É assim Paris, com a Torre Eiffel a brilhar de hora em hora como que a avisar que o ano 2007 tem de ser mais brilhante e oponente que ela própria.

O Sena corre tranquilo enquanto em Notre Dame se escuta os sinos a anunciarem o ano que agora chega e o Grand Palais que agora abriu renovado mostra a exposição da Disney. São aos milhões de turistas que não querem perder pitada e assim enchem os museus e todos os monumentos da cidade, eu deixei-me perder pelas ruelas de Paris e quando os pés reclamavam paragem sentava-me nas famosas esplanadas que aquecidas nos convidavam a ficar…

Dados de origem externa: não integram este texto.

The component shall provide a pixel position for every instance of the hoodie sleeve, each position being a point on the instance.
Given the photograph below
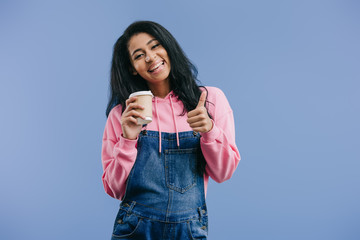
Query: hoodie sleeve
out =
(218, 145)
(118, 156)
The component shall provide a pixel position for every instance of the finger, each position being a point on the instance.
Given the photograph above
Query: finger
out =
(195, 112)
(202, 99)
(134, 106)
(197, 124)
(130, 100)
(194, 119)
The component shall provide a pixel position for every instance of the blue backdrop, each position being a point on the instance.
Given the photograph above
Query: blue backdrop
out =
(290, 70)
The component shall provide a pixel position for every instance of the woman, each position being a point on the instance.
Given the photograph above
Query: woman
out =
(160, 170)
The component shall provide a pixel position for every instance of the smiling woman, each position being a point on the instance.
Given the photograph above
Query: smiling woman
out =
(150, 60)
(160, 171)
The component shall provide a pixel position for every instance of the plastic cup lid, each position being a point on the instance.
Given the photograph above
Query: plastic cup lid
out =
(134, 94)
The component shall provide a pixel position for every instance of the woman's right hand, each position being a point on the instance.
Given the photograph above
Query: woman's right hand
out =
(129, 126)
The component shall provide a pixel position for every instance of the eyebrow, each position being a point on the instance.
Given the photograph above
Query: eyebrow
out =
(146, 44)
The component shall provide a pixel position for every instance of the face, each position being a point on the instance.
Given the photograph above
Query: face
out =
(149, 58)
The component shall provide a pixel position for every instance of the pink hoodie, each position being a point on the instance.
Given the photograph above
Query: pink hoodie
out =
(218, 145)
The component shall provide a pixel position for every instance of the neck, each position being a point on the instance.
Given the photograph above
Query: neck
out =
(160, 90)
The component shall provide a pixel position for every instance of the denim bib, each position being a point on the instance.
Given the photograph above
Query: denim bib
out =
(164, 197)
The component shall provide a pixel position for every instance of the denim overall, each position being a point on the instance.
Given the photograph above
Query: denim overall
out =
(164, 196)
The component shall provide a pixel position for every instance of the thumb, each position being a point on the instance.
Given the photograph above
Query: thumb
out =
(202, 99)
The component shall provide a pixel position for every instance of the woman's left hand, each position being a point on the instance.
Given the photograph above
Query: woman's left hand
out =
(198, 118)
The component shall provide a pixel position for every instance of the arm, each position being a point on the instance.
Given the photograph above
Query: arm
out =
(218, 145)
(118, 156)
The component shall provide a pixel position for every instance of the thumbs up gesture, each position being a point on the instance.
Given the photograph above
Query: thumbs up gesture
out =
(198, 118)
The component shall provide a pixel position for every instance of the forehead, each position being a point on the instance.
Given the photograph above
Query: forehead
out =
(139, 40)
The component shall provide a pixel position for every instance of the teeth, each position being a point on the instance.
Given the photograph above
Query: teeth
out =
(156, 66)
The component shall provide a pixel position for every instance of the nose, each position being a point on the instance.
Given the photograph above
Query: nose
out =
(149, 58)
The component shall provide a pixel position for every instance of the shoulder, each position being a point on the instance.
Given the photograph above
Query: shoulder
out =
(115, 113)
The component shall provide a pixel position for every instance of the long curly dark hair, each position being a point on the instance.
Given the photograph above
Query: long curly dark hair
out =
(183, 74)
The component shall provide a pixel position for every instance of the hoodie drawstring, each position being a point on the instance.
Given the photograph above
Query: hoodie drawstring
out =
(158, 118)
(177, 133)
(159, 122)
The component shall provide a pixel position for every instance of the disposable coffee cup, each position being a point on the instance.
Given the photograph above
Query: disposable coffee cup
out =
(144, 98)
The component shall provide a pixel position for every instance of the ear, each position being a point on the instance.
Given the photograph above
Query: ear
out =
(133, 71)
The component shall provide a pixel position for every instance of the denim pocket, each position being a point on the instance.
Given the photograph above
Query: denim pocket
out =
(198, 229)
(180, 168)
(125, 225)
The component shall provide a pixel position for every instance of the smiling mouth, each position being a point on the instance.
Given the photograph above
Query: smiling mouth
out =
(156, 66)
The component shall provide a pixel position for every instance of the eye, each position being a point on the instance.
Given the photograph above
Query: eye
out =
(155, 46)
(138, 56)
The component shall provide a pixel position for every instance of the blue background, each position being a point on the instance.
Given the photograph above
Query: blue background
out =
(290, 70)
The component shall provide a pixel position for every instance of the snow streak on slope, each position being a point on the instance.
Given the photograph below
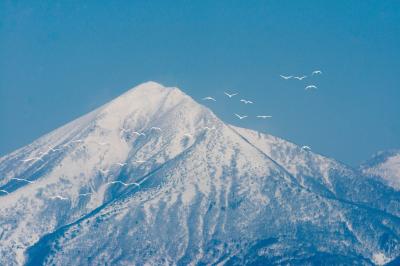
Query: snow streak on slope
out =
(153, 177)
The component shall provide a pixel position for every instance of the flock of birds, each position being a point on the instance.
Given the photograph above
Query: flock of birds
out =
(240, 117)
(230, 95)
(124, 130)
(308, 87)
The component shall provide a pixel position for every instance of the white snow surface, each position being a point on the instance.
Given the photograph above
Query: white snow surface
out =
(200, 180)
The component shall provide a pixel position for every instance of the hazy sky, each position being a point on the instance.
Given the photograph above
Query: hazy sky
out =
(61, 59)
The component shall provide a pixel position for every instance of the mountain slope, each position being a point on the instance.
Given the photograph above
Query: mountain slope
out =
(385, 166)
(153, 177)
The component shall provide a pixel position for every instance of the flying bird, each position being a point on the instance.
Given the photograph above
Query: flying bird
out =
(230, 95)
(209, 98)
(241, 117)
(317, 72)
(139, 133)
(311, 87)
(306, 148)
(33, 159)
(300, 78)
(24, 180)
(286, 77)
(85, 194)
(104, 172)
(59, 197)
(122, 183)
(245, 101)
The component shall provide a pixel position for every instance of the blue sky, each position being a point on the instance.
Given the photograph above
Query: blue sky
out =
(61, 59)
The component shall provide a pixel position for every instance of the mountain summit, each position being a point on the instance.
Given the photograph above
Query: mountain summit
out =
(155, 178)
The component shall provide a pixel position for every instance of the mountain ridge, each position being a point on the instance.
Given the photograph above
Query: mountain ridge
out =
(219, 192)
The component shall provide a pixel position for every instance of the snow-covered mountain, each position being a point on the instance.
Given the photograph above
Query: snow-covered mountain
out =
(155, 178)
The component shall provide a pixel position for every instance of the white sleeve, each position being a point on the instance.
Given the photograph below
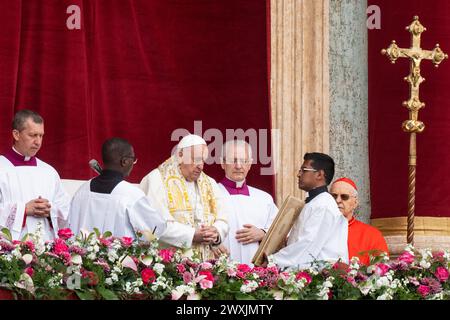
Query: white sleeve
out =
(176, 233)
(143, 217)
(317, 227)
(60, 206)
(11, 216)
(223, 208)
(272, 213)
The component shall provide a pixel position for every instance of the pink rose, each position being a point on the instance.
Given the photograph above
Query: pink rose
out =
(406, 257)
(259, 271)
(438, 255)
(187, 277)
(304, 275)
(126, 241)
(423, 290)
(206, 266)
(442, 274)
(208, 281)
(92, 276)
(231, 272)
(60, 247)
(148, 276)
(65, 233)
(273, 270)
(29, 271)
(352, 281)
(245, 268)
(181, 268)
(166, 255)
(341, 266)
(381, 269)
(30, 245)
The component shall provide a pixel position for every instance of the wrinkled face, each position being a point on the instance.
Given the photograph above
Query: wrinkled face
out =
(345, 197)
(28, 141)
(237, 162)
(192, 160)
(307, 176)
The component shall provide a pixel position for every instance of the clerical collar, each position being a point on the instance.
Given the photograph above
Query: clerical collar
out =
(18, 159)
(315, 192)
(106, 181)
(235, 188)
(351, 221)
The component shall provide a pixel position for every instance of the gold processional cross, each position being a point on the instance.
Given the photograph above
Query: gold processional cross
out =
(416, 54)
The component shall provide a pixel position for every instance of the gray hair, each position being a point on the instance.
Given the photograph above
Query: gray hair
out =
(22, 116)
(238, 143)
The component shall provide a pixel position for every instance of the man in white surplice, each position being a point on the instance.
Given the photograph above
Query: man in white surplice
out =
(30, 189)
(320, 232)
(252, 210)
(191, 200)
(109, 203)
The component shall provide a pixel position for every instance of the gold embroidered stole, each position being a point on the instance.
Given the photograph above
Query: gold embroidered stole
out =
(179, 204)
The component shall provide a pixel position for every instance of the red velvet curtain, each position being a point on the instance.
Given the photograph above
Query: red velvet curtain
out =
(389, 145)
(137, 69)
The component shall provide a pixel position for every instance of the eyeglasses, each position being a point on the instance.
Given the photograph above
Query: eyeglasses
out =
(303, 170)
(238, 161)
(131, 157)
(343, 196)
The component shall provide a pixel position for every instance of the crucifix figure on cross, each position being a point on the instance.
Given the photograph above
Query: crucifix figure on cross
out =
(416, 54)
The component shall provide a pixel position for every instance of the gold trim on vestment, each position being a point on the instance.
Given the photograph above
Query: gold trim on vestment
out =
(179, 204)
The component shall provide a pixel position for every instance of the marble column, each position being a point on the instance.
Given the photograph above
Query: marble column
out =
(349, 144)
(299, 86)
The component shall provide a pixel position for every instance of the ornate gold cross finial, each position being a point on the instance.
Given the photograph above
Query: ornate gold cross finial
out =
(416, 54)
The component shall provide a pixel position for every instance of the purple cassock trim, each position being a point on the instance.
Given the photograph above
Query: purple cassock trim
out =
(233, 189)
(19, 160)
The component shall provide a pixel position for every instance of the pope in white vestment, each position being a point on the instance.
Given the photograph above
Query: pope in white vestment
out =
(124, 211)
(248, 206)
(319, 234)
(188, 199)
(27, 183)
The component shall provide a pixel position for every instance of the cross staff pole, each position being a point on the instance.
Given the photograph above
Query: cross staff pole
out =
(412, 126)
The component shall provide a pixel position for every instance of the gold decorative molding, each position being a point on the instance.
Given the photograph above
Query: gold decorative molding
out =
(423, 226)
(299, 84)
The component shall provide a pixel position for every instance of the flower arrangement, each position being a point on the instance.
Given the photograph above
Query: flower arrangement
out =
(101, 266)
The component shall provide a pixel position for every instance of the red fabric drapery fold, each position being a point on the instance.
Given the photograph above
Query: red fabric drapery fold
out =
(388, 144)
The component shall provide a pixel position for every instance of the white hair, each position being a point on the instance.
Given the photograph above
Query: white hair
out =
(238, 143)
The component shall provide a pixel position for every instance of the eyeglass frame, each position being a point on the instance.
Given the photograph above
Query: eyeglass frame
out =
(348, 196)
(131, 157)
(303, 170)
(236, 161)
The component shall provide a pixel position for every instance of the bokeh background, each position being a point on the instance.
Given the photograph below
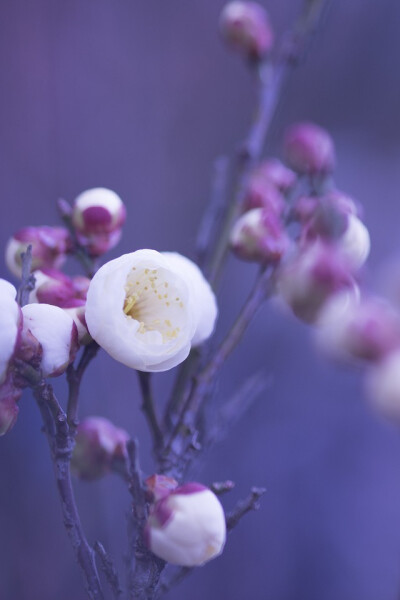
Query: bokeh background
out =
(141, 97)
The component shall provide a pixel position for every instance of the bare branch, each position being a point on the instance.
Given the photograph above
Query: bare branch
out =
(28, 280)
(109, 570)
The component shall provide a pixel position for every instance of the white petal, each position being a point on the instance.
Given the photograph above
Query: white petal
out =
(355, 243)
(158, 337)
(54, 329)
(196, 532)
(10, 320)
(203, 298)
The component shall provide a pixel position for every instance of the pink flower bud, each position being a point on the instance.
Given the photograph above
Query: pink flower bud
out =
(263, 194)
(49, 248)
(98, 444)
(246, 27)
(9, 396)
(309, 149)
(273, 171)
(366, 329)
(159, 486)
(98, 215)
(312, 277)
(187, 526)
(258, 236)
(56, 333)
(383, 387)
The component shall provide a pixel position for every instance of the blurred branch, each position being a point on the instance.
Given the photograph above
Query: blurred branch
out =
(74, 378)
(61, 444)
(28, 280)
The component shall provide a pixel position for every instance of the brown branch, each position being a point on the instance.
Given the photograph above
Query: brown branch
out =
(109, 570)
(252, 502)
(149, 411)
(61, 445)
(74, 378)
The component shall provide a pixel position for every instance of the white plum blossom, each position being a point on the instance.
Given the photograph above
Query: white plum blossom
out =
(10, 325)
(56, 332)
(187, 527)
(204, 303)
(383, 386)
(143, 310)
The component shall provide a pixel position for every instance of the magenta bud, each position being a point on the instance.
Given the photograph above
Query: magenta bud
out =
(312, 277)
(246, 27)
(309, 149)
(98, 444)
(49, 248)
(159, 486)
(9, 396)
(260, 193)
(258, 236)
(276, 173)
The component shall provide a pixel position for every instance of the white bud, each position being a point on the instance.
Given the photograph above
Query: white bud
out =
(56, 332)
(383, 386)
(355, 243)
(203, 298)
(10, 325)
(187, 527)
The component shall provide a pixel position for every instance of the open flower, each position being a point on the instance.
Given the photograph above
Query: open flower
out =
(187, 526)
(56, 333)
(142, 309)
(10, 325)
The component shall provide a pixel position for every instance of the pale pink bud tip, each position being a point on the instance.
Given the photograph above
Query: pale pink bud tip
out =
(98, 444)
(312, 277)
(49, 248)
(366, 329)
(246, 27)
(258, 236)
(9, 396)
(383, 386)
(309, 149)
(187, 526)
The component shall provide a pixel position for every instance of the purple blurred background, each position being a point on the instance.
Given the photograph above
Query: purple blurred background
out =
(141, 97)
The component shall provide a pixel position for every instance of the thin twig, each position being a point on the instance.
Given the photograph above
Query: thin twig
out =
(149, 410)
(28, 280)
(214, 212)
(145, 573)
(109, 570)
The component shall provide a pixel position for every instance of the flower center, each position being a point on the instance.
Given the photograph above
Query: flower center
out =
(154, 300)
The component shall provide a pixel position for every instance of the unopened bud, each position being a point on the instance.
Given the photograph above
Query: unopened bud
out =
(56, 333)
(383, 387)
(263, 194)
(246, 27)
(98, 215)
(362, 329)
(98, 444)
(312, 277)
(273, 171)
(309, 149)
(49, 248)
(259, 236)
(187, 527)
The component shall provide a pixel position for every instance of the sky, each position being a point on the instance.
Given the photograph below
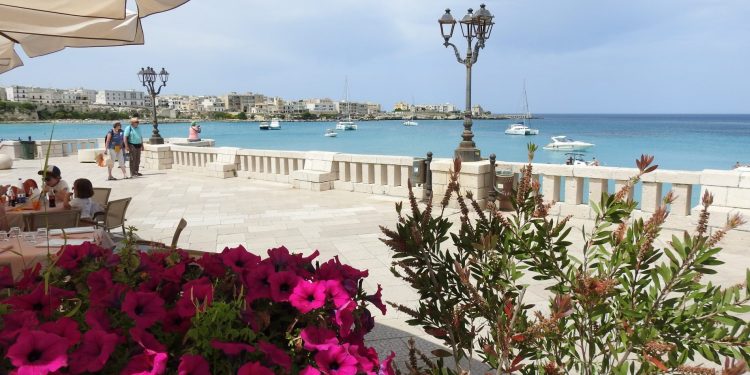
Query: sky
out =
(576, 56)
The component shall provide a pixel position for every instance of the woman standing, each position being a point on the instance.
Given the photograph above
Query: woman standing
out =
(115, 148)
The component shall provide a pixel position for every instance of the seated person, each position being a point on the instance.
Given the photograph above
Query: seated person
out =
(54, 183)
(195, 130)
(83, 191)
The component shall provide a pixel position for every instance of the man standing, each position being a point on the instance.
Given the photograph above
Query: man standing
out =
(134, 142)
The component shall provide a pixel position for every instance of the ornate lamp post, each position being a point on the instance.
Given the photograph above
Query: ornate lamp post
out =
(148, 78)
(476, 28)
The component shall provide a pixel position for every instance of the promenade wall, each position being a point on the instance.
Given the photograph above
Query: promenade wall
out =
(571, 187)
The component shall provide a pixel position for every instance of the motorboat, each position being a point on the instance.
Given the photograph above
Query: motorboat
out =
(563, 143)
(520, 129)
(346, 125)
(576, 159)
(275, 124)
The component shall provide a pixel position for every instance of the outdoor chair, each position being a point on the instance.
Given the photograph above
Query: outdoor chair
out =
(101, 196)
(113, 215)
(148, 245)
(53, 220)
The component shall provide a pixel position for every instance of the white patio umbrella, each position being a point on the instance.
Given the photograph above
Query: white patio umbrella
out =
(45, 26)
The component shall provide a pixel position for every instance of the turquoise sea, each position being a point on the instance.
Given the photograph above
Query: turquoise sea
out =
(686, 142)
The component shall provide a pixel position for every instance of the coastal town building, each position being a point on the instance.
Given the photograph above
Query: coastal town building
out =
(122, 98)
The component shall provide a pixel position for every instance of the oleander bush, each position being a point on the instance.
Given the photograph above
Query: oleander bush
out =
(625, 305)
(132, 312)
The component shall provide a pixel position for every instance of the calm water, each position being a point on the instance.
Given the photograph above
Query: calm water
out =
(688, 142)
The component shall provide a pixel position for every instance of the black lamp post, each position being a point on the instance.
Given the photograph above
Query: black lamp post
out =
(148, 78)
(476, 28)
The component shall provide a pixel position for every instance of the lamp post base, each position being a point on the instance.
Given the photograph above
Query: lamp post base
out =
(468, 154)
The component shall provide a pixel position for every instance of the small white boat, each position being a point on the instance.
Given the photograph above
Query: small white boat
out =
(563, 143)
(346, 125)
(275, 124)
(520, 129)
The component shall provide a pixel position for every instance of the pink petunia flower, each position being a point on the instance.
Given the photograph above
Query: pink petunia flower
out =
(94, 351)
(275, 355)
(316, 338)
(344, 318)
(40, 302)
(193, 365)
(238, 259)
(146, 308)
(147, 363)
(256, 280)
(15, 323)
(336, 361)
(308, 296)
(336, 293)
(197, 295)
(254, 368)
(64, 327)
(377, 299)
(37, 352)
(282, 285)
(232, 348)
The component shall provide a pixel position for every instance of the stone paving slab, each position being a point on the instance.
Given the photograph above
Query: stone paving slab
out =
(262, 215)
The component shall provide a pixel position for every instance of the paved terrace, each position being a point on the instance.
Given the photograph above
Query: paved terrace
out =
(262, 214)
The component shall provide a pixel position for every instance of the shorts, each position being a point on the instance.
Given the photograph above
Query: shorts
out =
(117, 156)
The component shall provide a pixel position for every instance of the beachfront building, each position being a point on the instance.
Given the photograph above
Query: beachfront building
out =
(122, 98)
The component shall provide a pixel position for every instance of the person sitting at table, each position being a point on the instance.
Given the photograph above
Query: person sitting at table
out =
(83, 190)
(54, 183)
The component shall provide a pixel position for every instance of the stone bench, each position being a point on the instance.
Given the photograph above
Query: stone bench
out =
(319, 172)
(88, 155)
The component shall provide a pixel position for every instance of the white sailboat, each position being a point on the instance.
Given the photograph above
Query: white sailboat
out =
(522, 128)
(347, 124)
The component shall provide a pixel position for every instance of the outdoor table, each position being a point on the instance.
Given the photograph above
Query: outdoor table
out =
(33, 253)
(17, 215)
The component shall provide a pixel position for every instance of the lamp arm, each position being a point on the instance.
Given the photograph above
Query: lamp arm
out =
(455, 50)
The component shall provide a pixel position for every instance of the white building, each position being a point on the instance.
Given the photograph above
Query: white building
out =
(128, 98)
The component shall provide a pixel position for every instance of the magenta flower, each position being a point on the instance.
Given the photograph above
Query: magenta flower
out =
(40, 302)
(308, 296)
(316, 338)
(37, 352)
(197, 295)
(275, 355)
(146, 308)
(336, 361)
(6, 277)
(377, 299)
(15, 323)
(282, 285)
(257, 282)
(238, 259)
(64, 327)
(232, 348)
(254, 368)
(336, 292)
(175, 323)
(344, 317)
(148, 363)
(100, 284)
(193, 365)
(94, 351)
(97, 318)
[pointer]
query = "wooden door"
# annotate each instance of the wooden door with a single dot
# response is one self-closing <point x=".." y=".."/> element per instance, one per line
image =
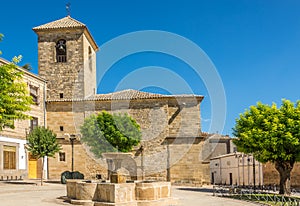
<point x="32" y="168"/>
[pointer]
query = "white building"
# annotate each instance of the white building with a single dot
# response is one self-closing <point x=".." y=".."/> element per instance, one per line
<point x="236" y="169"/>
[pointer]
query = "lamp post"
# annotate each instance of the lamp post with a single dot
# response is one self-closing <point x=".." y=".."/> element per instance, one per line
<point x="253" y="165"/>
<point x="72" y="139"/>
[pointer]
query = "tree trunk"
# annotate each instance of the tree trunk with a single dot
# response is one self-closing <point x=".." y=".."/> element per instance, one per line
<point x="284" y="169"/>
<point x="42" y="171"/>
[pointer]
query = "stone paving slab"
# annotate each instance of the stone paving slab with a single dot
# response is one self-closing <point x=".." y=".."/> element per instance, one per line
<point x="51" y="195"/>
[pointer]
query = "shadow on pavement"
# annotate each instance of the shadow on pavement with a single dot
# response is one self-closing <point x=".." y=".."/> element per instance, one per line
<point x="207" y="190"/>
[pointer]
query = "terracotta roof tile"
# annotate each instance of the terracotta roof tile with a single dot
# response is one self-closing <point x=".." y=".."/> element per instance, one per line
<point x="66" y="22"/>
<point x="128" y="94"/>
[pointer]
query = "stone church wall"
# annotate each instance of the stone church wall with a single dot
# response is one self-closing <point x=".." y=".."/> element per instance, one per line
<point x="69" y="76"/>
<point x="181" y="154"/>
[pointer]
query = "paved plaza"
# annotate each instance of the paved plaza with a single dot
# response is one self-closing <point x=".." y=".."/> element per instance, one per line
<point x="50" y="194"/>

Nas pontes do Sena ouvi um acordeão que tocava melodias de Piaf e nem mesmo o frio me impediu de ali ficar a escutar a nostalgia que dali saía.

E antes da janta ainda houve tempo de dar um pulinho à Place Vendome que nos regala os olhos com as montras dos melhores joalheiros do mundo, onde os diamantes brilham mais que os holofotes que iluminam a estátua central da praça (La Colonne Vendôme), depois para afogar as mágoas de não termos bago para comprar nada de nada daquela praça que alberga o famoso Hotel Ritz, vamos até ao mítico buddha bar beber um cocktail.